The Hill:
Mitt Romney could be the Hillary Clinton of 2012.
That may seem an ill portent, given that Clinton lost the nomination. But being Clinton in 2012 might be better than being Clinton in 2008.
Ideologically disparate though the two politicians are, Romney’s candidacy this year shares many of the vulnerabilities exhibited by then-Sen. Clinton four years ago. That is enough to give pause to anyone who sees him as the inevitable Republican nominee.
Clinton entered the campaign having upset the Democratic grassroots with her October 2002 Senate vote authorizing President Bush to use force in Iraq.
She never neutralized that problem. It put her on the wrong side of the defining issue of the campaign’s early stages. It also pulled her into alignment, however inexactly, with an incumbent president who was viewed with outright loathing by many members of the Democratic base.
The same thing can be said of the healthcare reforms Romney enacted while governor of Massachusetts. These, particularly the individual mandate to buy health insurance, foreshadowed President Obama’s 2010 federal reform — something that Obama advisers such as David Axelrod have mischievously emphasized.
Many conservatives question how effective Romney could be against Obama next year on this key issue, given his past position — the same line of concern that liberals voiced about Clinton on Iraq in 2007 and 2008.
There is also a larger problem in both cases. These positions reinforce a pre-existing perception that both Romney and Clinton have malleable principles.
(...) “Voters are so skeptical of all things political these days that they put a huge premium on authenticity,” said Republican strategist Mark McKinnon. “Hillary Clinton had an authenticity problem and so does Mitt Romney.”

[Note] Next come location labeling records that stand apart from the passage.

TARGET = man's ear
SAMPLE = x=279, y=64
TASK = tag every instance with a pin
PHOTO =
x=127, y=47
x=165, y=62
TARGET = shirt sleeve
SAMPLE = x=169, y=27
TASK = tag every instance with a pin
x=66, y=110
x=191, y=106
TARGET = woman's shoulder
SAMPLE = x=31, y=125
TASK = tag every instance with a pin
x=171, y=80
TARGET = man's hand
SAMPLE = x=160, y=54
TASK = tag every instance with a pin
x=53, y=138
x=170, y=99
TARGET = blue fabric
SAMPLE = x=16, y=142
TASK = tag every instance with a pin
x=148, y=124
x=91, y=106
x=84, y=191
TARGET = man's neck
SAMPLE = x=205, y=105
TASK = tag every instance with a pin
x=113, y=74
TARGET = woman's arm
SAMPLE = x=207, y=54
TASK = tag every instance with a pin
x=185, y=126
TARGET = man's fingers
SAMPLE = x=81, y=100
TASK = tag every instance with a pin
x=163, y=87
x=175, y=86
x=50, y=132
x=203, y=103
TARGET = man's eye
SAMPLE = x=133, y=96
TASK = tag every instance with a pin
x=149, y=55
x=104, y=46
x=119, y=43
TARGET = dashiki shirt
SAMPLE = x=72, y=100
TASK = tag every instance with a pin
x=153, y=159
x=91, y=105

But, McKinnon added, “Clinton has evolved and her perception now as a competent leader makes up for any other perceived deficiencies. Romney should take notes.”
(...) Romney loyalists can take heart from one of the most enduring patterns in American politics. The GOP has been less likely than the Democratic Party to throw an establishment candidate overboard in favor of someone who tugs at their heart strings.
Kyle Kondik of the University of Virginia Center for Politics argues that the past half-century furnishes only one example of a real outsider winning the GOP nomination — Sen. Barry Goldwater’s vanquishing of the northeastern establishment forces surrounding New York Gov. Nelson Rockefeller in 1964.
“Republicans have been fairly hierarchical in their presidential nominations,” Kondik said. “The last 50 years of Republican nominations argues in favor of Romney, because he lost last time and is a top-line contender back for another shot.”
Others suggest that the current climate, with its distaste for Washington in general and the rise of the Tea Party in particular, might mean that these long-term historical precedents have little bearing.
“This is not a year when being the ‘next guy in line’ helps as much as it has in the past,” Appell said. “In all the polls, the total support among conservative/Tea Party candidates has been far more than that of the GOP establishment candidates. Romney has never closed the sale with these voters, and he needs to hope their support remains divided.”
He needs to hope, in other words, that none of his rivals has the potential to be a Republican Obama.
So far, he seems a strong bet. [But] this time four years ago, so did Clinton.